ATCGを4進数、ヒトゲノムは約31億塩基対よりなる。
コンピューター01の2進数、8ビット=1バイト、4進数の31億は8進数の3,200,000=3.2MBであり、人間の設計図はフロッピーディスク2枚分。FDとかいっても、もう若い子には伝わらない感じだけど、iPhoneとかで撮影する写真1枚以下の容量でしかない。
研究室でえっちらと寒天に遺伝子ながして合成してた細胞分子合成もとんでもなく安価に高速自動におこなえるようになった。

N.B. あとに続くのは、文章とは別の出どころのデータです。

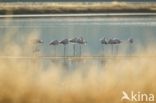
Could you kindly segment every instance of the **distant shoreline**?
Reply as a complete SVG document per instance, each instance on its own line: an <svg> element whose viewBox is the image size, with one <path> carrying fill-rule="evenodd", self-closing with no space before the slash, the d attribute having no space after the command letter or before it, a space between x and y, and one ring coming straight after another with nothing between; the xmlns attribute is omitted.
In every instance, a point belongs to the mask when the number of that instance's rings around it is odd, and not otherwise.
<svg viewBox="0 0 156 103"><path fill-rule="evenodd" d="M0 15L62 13L156 13L156 3L72 2L72 3L0 3Z"/></svg>

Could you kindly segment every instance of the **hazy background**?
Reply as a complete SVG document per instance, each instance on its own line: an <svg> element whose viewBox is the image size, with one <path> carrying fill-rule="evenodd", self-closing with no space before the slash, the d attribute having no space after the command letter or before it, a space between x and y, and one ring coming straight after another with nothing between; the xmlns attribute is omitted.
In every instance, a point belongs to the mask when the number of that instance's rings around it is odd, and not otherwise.
<svg viewBox="0 0 156 103"><path fill-rule="evenodd" d="M0 0L0 2L155 2L155 0Z"/></svg>

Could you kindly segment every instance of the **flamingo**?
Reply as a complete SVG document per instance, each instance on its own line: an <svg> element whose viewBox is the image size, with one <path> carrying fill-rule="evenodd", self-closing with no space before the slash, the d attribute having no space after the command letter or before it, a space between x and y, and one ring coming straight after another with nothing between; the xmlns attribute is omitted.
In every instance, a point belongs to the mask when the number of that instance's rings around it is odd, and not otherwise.
<svg viewBox="0 0 156 103"><path fill-rule="evenodd" d="M76 49L75 44L77 43L77 41L78 41L77 37L69 40L69 42L73 43L73 56L75 56L75 49Z"/></svg>
<svg viewBox="0 0 156 103"><path fill-rule="evenodd" d="M105 37L103 37L102 39L100 39L100 43L102 44L103 51L104 51L104 44L108 44L108 40Z"/></svg>
<svg viewBox="0 0 156 103"><path fill-rule="evenodd" d="M64 57L66 56L66 45L69 43L69 40L66 38L66 39L63 39L59 42L60 44L63 44L64 46Z"/></svg>
<svg viewBox="0 0 156 103"><path fill-rule="evenodd" d="M112 55L113 55L113 45L117 45L117 44L120 44L122 41L117 39L117 38L111 38L109 41L108 41L108 44L111 44L112 45ZM117 53L118 53L118 47L117 47Z"/></svg>
<svg viewBox="0 0 156 103"><path fill-rule="evenodd" d="M83 37L78 38L77 43L80 46L80 56L81 56L81 45L86 44L87 42L84 40Z"/></svg>
<svg viewBox="0 0 156 103"><path fill-rule="evenodd" d="M33 45L35 46L34 50L33 50L33 53L39 52L40 49L38 48L38 44L43 44L43 40L41 40L41 39L34 39L32 42L33 42Z"/></svg>
<svg viewBox="0 0 156 103"><path fill-rule="evenodd" d="M53 45L55 47L55 56L56 56L56 46L58 46L60 43L58 40L53 40L49 43L49 45Z"/></svg>

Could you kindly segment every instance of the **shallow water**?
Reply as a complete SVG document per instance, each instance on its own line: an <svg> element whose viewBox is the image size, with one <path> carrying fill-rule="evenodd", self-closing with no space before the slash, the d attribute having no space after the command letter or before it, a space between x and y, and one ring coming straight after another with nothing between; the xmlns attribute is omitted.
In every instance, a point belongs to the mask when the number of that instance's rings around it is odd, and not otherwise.
<svg viewBox="0 0 156 103"><path fill-rule="evenodd" d="M12 41L22 45L30 34L38 34L44 44L40 46L42 56L54 56L54 47L49 46L51 40L84 37L87 45L82 46L82 55L100 56L112 55L111 46L100 44L100 38L119 38L123 43L119 45L119 54L129 54L136 49L144 50L148 45L155 44L156 18L145 17L65 17L65 18L1 18L0 38L6 34L12 35ZM134 44L127 43L128 38L134 39ZM5 45L1 45L4 48ZM117 47L114 47L116 49ZM30 48L28 48L30 49ZM56 48L57 56L63 56L63 46ZM76 45L76 55L80 53ZM114 50L114 54L116 51ZM66 55L73 55L73 45L67 45Z"/></svg>

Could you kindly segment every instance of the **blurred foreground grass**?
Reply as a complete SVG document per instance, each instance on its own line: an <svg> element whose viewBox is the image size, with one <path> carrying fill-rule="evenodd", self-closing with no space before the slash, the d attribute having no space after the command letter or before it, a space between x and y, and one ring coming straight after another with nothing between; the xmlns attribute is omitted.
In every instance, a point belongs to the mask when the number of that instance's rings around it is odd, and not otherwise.
<svg viewBox="0 0 156 103"><path fill-rule="evenodd" d="M156 12L156 3L0 3L0 14Z"/></svg>

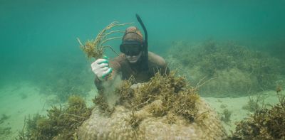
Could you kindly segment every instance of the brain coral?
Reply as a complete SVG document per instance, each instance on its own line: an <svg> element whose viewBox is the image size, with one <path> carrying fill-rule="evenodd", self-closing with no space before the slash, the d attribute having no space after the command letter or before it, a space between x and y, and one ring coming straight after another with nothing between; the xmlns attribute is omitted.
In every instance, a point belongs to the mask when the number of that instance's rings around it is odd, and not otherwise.
<svg viewBox="0 0 285 140"><path fill-rule="evenodd" d="M113 112L106 114L98 104L78 128L78 139L227 138L216 113L183 78L156 75L131 90L125 90L130 84L123 85Z"/></svg>

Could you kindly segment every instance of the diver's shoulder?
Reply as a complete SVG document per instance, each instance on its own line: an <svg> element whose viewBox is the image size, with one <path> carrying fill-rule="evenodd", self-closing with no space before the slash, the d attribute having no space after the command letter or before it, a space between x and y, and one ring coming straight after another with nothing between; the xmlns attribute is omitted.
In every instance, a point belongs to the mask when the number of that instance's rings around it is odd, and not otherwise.
<svg viewBox="0 0 285 140"><path fill-rule="evenodd" d="M161 57L152 52L150 52L150 51L148 52L148 60L150 62L153 63L155 65L158 65L160 66L165 66L166 65L165 60L162 57Z"/></svg>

遠からず分子生物を利用したセンサーが流通することだろう。それは菌糸類とか植物とかそういう倫理的にもライトなところからかもしれないし、いきなり人間をセンサーとして利用すべく後頭部にジャックをぶっ刺す攻殻な形かもしれない。
2017年、Singularityがtearとにならずにdearとならんことを。

メリークリスマス。

 

参考

人工知能の歴史
blogs.itmedia.co.jp/itsolutionjuku/2015/07/post_105.html

ネット上の超絶棋士「神の手」 囲碁界騒然、正体は?
www.asahi.com/articles/ASJDM75CMJDMUCVL031.html

AlphaGo対李世ドル
ja.wikipedia.org/wiki/AlphaGo%E5%AF%BE%E6%9D%8E%E4%B8%96%E3%83%89%E3%83%AB

人間を超えたアルファ碁(AlphaGo)は、どのようにして強くなったのか
cakes.mu/posts/12685

AlphaGo の論文をざっくり紹介

AlphaGoの運用料金は30億円以上?
www.itmedia.co.jp/news/articles/1603/24/news058.html
囲碁AIの勝利でさらに注目? 今年の将棋「電王戦」は“頂上決戦”
thepage.jp/detail/20160408-00000010-wordleaf
machine intelligence landscape
www.oreilly.com/ideas/the-current-state-of-machine-intelligence-2-0

億(10^8)→兆(10^12)→京(10^16)→垓
10^23 千垓
10^60 一那由他
10^64 一不可思議
10^68 一無量大数
360乗は表せないのか・・・。